NEW YORK- It isn't the biggest speech of his life, but it's close.
With his job on the line, President Bush will get a rare opportunity when he formally accepts renomination at tonight's closing session of the Republican National Convention.
Bush "has got two handles to move the numbers" in the deadlocked presidential contest, said Mike Murphy, a Republican strategist. One is a series of debates with Sen. John Kerry, his Democratic opponent, expected to begin at the end of this month. The other is his acceptance speech.
For Bush, the stakes could hardly be higher, according to Republican politicians. They describe the address as his most important speech since he took the nation to war against Iraq.
"I believe the race at the moment is the president's to lose. That's the good news. The bad news is, if the speech is not outstanding and he doesn't do well in the debates, there is a possibility he will lose," said Sen. Robert F. Bennett of Utah. "It's close enough that a misstep by the president could tip it."
Bush cannot simply salute the country and report for duty, as Kerry did in his convention appearance, Republicans say.
The president must defend the decisions he's made over the past four years, including the invasion of Iraq and its aftermath. It's a record that has left a relatively small but crucial slice of the electorate undecided about whether he deserves another term. According to Bush aides, about one voter in every 10 around the country is up for grabs.
In his speech, Bush is expected to highlight his leadership in the fight against terrorism, the overriding theme of the convention. Opinion polls show that the issue gives Bush his strongest advantage over Kerry.
Yet even supporters warn that he shouldn't spend too much time on that topic. Widespread dissatisfaction with the way things are going in the country, in spite of statistics that show the economy continuing to grow, makes it imperative that Bush let Americans know that he feels their fears.
Ohio Gov. Bob Taft wants Bush to address the economic stress that people in his state, which could determine the winner of the 2004 election, have been experiencing.
Despite a slight improvement in Ohio's most recent employment numbers, "the anxiety remains," said Taft, whose state has lost about 150,000 manufacturing jobs since Bush took office (about the same number, coincidentally, as Bush's victory margin in the state in 2000).
"He needs to get the message out more clearly" that his policies are helping create new jobs, Taft said.
Bush aides describe tonight's convention climax as one of the few times in the course of a long campaign when the candidate commands the attention of a large national audience. They say that Kerry did not get a big lift out of his party's convention, and then slumped afterward, because he failed to take advantage of the moment to tell the public anything new.
Referring to the Democrat's heavy emphasis on military service during his acceptance speech, Bush strategist Matthew Dowd called it "a mistake, when you are talking to 25 or 30 million people, to tell them something they already know."
That heightens the pressure on Bush to deliver what aides said he will do tonight: outline his agenda for a second term, something he's been criticized for not doing in the campaign.

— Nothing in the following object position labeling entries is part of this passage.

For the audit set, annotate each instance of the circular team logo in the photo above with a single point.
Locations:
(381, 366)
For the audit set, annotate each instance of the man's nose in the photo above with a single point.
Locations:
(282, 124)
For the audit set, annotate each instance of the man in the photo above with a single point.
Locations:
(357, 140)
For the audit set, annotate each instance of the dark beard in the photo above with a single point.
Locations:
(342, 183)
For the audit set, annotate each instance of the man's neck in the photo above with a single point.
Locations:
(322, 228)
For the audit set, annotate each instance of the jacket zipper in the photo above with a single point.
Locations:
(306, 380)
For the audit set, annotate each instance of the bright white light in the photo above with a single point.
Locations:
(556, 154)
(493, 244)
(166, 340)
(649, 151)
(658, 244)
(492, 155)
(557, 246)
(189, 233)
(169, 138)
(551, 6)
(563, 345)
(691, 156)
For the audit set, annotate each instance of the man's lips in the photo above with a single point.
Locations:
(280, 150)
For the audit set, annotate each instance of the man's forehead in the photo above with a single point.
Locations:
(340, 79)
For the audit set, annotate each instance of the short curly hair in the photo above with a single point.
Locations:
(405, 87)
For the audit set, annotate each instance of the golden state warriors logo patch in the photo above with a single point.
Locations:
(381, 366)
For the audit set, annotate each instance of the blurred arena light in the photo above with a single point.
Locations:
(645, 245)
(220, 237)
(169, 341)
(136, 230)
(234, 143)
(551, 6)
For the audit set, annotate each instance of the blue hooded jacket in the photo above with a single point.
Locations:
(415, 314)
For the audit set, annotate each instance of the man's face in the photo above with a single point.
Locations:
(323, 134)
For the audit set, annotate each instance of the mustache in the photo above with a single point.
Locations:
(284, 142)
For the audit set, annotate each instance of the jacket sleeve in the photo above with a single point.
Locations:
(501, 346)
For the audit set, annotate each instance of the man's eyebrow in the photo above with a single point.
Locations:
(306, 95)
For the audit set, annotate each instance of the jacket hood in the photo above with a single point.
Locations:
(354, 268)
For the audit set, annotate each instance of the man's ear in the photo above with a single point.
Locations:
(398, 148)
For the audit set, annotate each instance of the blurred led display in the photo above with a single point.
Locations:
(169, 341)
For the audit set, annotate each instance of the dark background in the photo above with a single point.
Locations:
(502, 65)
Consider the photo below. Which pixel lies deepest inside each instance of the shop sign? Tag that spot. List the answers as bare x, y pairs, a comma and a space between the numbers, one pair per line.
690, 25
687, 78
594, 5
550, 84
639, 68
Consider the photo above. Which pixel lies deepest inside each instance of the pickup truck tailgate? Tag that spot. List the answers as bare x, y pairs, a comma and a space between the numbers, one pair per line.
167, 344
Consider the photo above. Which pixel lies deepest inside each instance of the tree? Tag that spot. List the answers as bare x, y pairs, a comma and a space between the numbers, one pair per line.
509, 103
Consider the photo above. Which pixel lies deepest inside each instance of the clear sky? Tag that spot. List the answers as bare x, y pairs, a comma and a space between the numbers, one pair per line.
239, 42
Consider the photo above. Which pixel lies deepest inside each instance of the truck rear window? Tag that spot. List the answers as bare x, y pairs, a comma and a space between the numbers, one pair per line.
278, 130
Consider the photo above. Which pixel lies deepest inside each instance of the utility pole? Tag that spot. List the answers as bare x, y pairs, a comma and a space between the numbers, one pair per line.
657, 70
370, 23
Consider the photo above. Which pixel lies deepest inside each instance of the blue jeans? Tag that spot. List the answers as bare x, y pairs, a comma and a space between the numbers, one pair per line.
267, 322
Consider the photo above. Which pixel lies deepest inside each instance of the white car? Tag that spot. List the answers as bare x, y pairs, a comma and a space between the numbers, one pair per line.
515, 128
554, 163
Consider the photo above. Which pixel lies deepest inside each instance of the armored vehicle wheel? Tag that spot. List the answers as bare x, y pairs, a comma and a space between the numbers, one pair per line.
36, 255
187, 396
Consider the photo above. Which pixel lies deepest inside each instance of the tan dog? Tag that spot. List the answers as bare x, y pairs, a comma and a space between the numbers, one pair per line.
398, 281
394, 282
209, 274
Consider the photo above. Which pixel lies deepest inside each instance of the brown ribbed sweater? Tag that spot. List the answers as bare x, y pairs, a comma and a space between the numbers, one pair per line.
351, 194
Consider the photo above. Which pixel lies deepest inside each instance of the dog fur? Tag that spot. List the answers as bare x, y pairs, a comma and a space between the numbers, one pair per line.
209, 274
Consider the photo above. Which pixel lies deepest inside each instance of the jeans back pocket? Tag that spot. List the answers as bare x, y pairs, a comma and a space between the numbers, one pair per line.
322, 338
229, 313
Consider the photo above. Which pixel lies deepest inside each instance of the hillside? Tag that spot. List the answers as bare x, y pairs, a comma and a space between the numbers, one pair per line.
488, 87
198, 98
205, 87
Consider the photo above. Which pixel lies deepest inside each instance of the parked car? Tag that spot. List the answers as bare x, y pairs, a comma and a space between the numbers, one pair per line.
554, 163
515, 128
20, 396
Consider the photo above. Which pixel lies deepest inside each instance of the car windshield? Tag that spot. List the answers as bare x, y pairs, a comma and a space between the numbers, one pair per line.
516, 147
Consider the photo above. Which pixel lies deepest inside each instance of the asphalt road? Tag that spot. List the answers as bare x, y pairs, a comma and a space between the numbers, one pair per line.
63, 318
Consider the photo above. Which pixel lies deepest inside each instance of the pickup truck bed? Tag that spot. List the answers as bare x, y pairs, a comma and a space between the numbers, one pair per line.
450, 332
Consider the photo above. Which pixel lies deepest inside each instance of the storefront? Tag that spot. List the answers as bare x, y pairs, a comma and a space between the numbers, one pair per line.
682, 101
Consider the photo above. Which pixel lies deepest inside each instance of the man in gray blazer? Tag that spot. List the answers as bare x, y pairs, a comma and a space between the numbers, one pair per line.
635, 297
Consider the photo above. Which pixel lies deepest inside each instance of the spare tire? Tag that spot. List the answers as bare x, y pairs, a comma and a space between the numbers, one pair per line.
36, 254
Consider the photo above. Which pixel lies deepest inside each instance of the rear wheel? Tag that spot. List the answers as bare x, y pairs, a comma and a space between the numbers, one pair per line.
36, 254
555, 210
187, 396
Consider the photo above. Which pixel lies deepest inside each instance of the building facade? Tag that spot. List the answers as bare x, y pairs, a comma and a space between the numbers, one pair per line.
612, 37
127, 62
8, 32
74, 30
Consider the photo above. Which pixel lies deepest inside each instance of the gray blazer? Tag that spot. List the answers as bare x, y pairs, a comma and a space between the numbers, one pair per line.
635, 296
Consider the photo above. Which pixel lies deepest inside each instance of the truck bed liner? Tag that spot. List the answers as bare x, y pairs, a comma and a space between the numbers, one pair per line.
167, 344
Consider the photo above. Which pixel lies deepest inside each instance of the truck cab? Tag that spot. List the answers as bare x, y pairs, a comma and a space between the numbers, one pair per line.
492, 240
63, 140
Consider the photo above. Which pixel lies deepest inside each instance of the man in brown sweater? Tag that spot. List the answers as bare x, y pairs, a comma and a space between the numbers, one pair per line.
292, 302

"Certainly, you'll hear the president talking about what he wants to do over the next four years, based on what we've been through and accomplished over the last four years," said Ken Mehlman, the Bush campaign manager. But he tried to lower expectations that Bush would offer a detailed second-term plan by contending that convention speeches are "more thematic" by nature.
According to reports in recent weeks, initiatives that Bush may outline tonight, under the "opportunity society" theme he's been promoting, include: a sweeping overhaul of the nation's tax system and several plans from his 2000 campaign that failed to make it into law, most notably one to privatize Social Security.
"We think it's going to be a pretty organized, thoughtful agenda and plan on a lot of different issues, primarily the economy and terrorism," Dowd told a group of reporters.
Politicians in both parties will be closely observing how Bush contrasts himself with Kerry, whether he criticizes the challenger directly, as he has for months in campaign speeches, or opts for a more oblique approach, leaving the sharpest attack lines to others, such as the parade of speakers at last night's session.
Not everyone in the president's camp sees Bush's speech in make-or-break terms.
More important than anything Bush says at the convention, according to Sen. Rick Santorum of Pennsylvania, will be what he does on his frequent visits to the state, which has emerged as one of the tightest, electoral-vote rich battlegrounds in the country.
"He needs to come and deliver the tailored message for the community he's in," said Santorum, the Bush campaign's state chairman.
Mississippi delegate Clarke Reed, 76, predicted that the speech would be "quite important" and succeed in firing up the Republican base.
But Reed, a veteran of every convention since 1964, said the speech is unlikely to change the outcome of the election.
"After 11 of these conventions, I can't remember any of them that did," he said with a grin.